Questions About PD
We thank you for your question. It looks as though at your PD unit you are using the standardized PET, which requires you to send the first sample of PD fluid after a long overnight dwell. Now, bear in mind, in 1987, when the PET was first described by Twardowski, all patients were on CAPD, therefore the standard overnight dwell time was around 8 hours (1). With the advent of automated peritoneal dialysis (APD), that changed. Most protocols now suggest an 8 – 12 hour dwell before the start of the standardised PET, which necessitates the patient changing from his/her usual APD prescription to an overnight CAPD exchange.

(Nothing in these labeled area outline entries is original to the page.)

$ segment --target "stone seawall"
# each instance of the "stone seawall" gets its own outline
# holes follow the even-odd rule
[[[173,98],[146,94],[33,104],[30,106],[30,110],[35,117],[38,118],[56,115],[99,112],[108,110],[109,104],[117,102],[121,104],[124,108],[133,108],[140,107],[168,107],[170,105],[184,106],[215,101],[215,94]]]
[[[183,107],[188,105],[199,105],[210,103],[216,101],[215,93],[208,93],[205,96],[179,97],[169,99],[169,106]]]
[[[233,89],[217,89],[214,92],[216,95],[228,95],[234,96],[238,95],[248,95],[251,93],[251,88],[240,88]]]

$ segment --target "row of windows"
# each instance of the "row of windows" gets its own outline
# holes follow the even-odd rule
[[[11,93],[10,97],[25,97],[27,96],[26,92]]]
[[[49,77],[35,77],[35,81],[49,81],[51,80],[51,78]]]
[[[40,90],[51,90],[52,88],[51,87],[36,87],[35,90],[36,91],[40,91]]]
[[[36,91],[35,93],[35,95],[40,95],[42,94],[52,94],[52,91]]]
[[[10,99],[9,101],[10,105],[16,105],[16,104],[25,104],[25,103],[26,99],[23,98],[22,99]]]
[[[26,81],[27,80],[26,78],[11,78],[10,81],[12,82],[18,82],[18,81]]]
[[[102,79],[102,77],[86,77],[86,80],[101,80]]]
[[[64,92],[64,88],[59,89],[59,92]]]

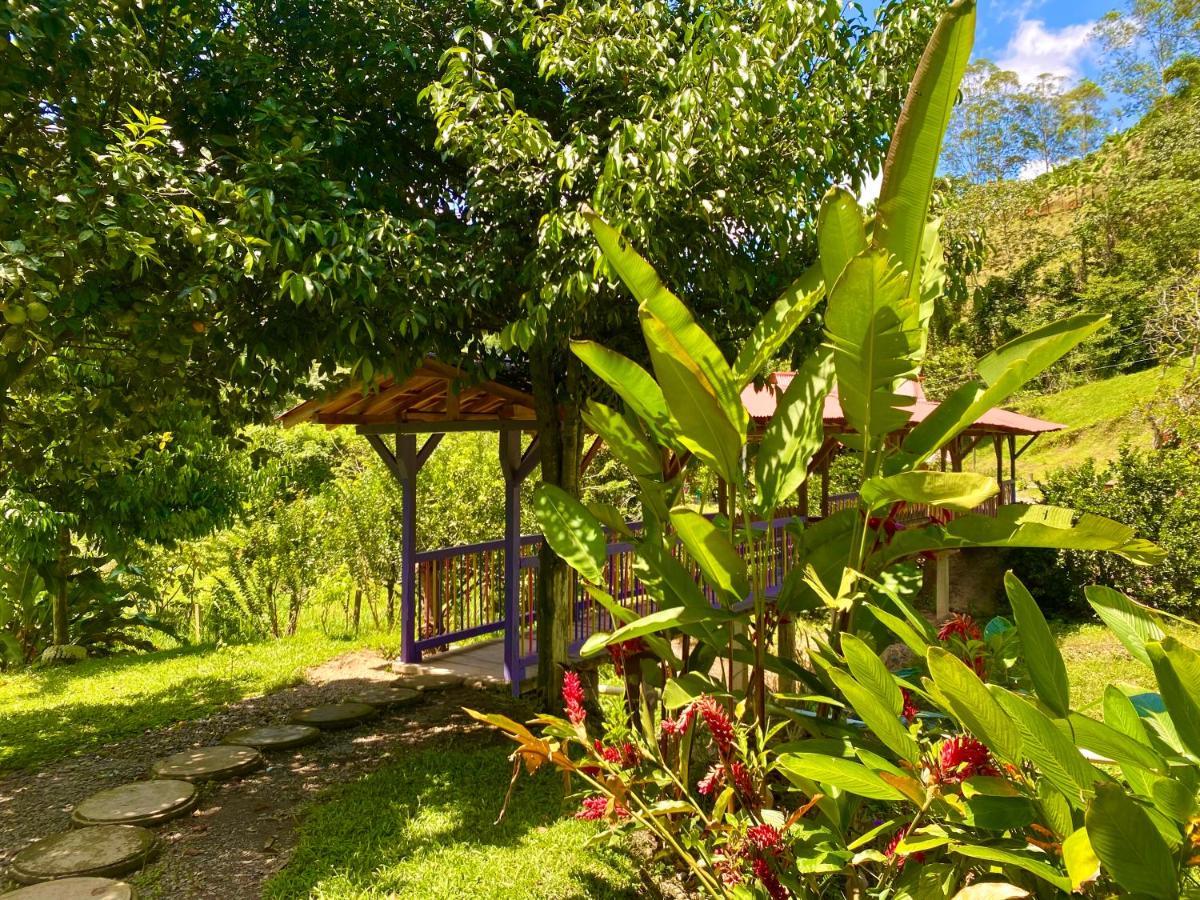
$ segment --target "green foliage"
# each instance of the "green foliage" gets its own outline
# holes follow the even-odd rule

In a follow up study, Twardowski found that results for a PET were satisfactory with any preceding dwell time longer than 3 hours (when looking at small solute clearances, e.g. creatinine and urea) (2). With a longer preceding dwell, however, there will be a higher concentration of protein in the drained PD fluid (protein being a much larger molecule than creatinine, will move only slowly across the peritoneal membrane). According to Twardowski, the absence of an overnight exchange will be more problematic for an accurate standardized PET, than the length of the dwell preceding the PET (2). Thus, rather than focus on the length of time for the overnight dwell, it is probably most important to be sure the patient has had an overnight dwell and drains for at least 20 minutes, before beginning the actual PET.
- Twardowski ZJ, Nolph KD, Khanna R, et al. Peritoneal equilibration test. Perit Dial Bull 1987; 7:138–47.
- Twardowski ZJ, Prowant BF, Moore HL, et al. Short peritoneal equilibration test: impact of preceding dwell time. Adv Perit Dial 2003; 19:53–8.